Eskiden, kafamızdaki tek hayal bu olurdu. Dünyanın her yerini gezmek ve dünyanın her yerinde maç izlemeye çabalamak. Dünyayı ve hatta Türkiye'yi gezme konusunda çok efektif olamadık ama ayağımıza gelen fırsatlar da artık eski günlerdeki kadar heyecan uyandırmıyordu.

Ajax - Feyenoord derbisi bile artık heyecan uyandıramıyor olsa da, bu ülkenin 2.Lig'i kendine has cazibesini taşımaya devam ediyor. Modernlik yok. Lüks yok. Rahatsız eden rahatlık yok. Orada olanların büyük bir kısmı; büyük stadyumlardaki kalabalıklar gibi 'orada gözükmek için' orada değiller. Büyük bedeller ödenmiyor. Elde; kentte, şehirde, mahallede sadece bir 2.Lig maçı var ve insanlar oraya gidiyor. Yaşayan bir topluluğun gündelik hayatına karışmak için en kısa yollarından biri. Pendik'te de Bodrum'da da ve muhakkak başka şehirlerin başka eski ve ışıklandırmasız stadyumlarında da durum aynıdır.

Bodrum'da geçireceğim bir haftanın bir gününü Bodrumspor - Afyonspor maçına ayırmaktan gocunmadım. Ben bu satırları yazana kadar iki takım birer maç daha yaptı. Siz bu satırları okuduğunuzda belki sayı daha da artacak. Önemli değil. Bu blogun amacı güncelliği yakalamak değil, tarihe not düşmek. Bu maça gidildi ve buradaki yerini aldı. Gerisi önemli değil.

Bu kadar giriş yapmamın bir nedeni var. Bodrumspor'un daha önce birkaç maçına daha gitmiştim. 3.Lig'deki ilk dönemlerinde de şampiyonluk maçlarına da, yazın ortasında da, baharın sonunda da gitmişliğim var. Ve ilk defa bir hafta içi maçına denk geldim. En keyiflisi de bu oldu. Üstelik biraz korkarak gitmiştim. Yazın son güzel günlerinde saat 16.00'da, hele bir de hafta içi bomboş tribünde olabilir ve sıkıcı bir maç izleyebilirdim. Tam aksi oldu. Maçın kalitesi lig standartlarının üstündeydi. Lig standartını düşününce, üstüne çıkmak bir futbol ziyafeti sunmaya yetmese de... 

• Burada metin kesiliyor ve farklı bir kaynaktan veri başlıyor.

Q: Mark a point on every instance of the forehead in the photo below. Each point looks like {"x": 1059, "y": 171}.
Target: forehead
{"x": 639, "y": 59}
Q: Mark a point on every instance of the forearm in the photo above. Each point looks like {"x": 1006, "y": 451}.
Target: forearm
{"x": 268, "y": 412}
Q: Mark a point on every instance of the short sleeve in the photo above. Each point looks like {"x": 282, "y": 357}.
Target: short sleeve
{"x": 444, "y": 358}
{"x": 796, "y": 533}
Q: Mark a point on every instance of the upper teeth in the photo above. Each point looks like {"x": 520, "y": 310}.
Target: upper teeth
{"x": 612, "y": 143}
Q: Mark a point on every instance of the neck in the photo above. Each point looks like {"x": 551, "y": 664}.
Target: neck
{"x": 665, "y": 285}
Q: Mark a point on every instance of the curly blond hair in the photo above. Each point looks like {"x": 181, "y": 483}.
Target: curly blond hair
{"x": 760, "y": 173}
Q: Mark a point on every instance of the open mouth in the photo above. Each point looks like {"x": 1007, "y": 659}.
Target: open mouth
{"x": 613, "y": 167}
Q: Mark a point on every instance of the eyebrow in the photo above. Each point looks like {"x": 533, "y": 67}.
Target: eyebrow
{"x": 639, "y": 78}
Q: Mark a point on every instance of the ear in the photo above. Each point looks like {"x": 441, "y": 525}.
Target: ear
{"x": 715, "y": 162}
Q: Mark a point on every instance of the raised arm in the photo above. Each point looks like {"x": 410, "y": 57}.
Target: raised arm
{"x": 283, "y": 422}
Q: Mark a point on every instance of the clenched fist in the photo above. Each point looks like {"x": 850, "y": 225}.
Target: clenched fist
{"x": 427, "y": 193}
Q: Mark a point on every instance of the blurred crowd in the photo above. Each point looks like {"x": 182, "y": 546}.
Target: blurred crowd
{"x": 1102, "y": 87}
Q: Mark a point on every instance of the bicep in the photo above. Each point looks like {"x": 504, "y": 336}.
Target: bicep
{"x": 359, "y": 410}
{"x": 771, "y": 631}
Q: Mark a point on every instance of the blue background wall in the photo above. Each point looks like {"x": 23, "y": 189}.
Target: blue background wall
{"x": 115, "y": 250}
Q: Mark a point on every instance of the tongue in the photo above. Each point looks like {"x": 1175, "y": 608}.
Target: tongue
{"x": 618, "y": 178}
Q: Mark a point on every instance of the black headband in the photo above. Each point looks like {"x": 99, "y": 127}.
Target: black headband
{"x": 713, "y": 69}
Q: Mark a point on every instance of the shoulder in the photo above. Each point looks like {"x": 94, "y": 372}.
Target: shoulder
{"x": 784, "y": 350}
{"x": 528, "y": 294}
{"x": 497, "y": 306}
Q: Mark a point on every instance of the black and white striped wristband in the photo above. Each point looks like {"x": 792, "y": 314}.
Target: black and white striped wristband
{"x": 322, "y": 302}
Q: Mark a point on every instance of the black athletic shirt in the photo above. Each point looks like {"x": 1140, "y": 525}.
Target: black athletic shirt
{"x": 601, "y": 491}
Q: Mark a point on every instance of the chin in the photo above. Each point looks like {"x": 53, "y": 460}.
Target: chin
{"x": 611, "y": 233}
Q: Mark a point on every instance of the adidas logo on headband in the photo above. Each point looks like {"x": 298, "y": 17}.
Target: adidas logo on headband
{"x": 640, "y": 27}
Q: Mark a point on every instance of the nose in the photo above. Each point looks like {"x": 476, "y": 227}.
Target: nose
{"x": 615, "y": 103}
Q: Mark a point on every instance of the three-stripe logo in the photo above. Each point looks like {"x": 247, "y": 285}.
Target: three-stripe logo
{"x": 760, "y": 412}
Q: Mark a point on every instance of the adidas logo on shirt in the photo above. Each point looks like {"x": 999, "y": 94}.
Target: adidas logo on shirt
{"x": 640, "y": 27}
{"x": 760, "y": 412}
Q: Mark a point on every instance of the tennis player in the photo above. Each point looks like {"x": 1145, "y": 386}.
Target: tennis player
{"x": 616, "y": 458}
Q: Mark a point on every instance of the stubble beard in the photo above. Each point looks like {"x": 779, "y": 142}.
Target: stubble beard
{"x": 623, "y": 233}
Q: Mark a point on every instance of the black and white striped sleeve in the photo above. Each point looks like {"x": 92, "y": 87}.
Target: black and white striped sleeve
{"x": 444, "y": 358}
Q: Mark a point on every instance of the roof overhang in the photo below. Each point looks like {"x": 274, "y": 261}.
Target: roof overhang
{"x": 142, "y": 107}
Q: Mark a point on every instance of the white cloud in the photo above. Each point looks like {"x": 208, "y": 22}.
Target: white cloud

Tribün de beklediğimden daha dolu ve daha çeşitliydi. Bunda en büyük pay, sırt çantalarıyla okuldan çıkan, kızlı erkekli gruplarla maça gelen lise öğrencileriydi. Okullara bedava bilet mi iniyor yoksa bu öğrenciler kendi özgür iradeleriyle maça gelip sosyal bir ortam mı yaratıyor emin değilim. Bu konu hakkında hiçbir bilgim yok ama umarım ikincisidir.

Anadolu'da; dükkanını kapatarak şehirdeki takımının maçına giden esnaf meşhurdur. Dört sene önce amatör ligde oynayan Bodrumspor'un hızlı ve beklenmedik yükselişi henüz bu kültürün oluşmasına neden olamadı. Fakat her defasında maça gelen insan tiplerinin sayısının arttığını görebiliyorum. Mesela, dışarıda kapalı dükkan görmezken içeride liselilerin yanı sıra çok sayıda yaşlı kadın da vardı.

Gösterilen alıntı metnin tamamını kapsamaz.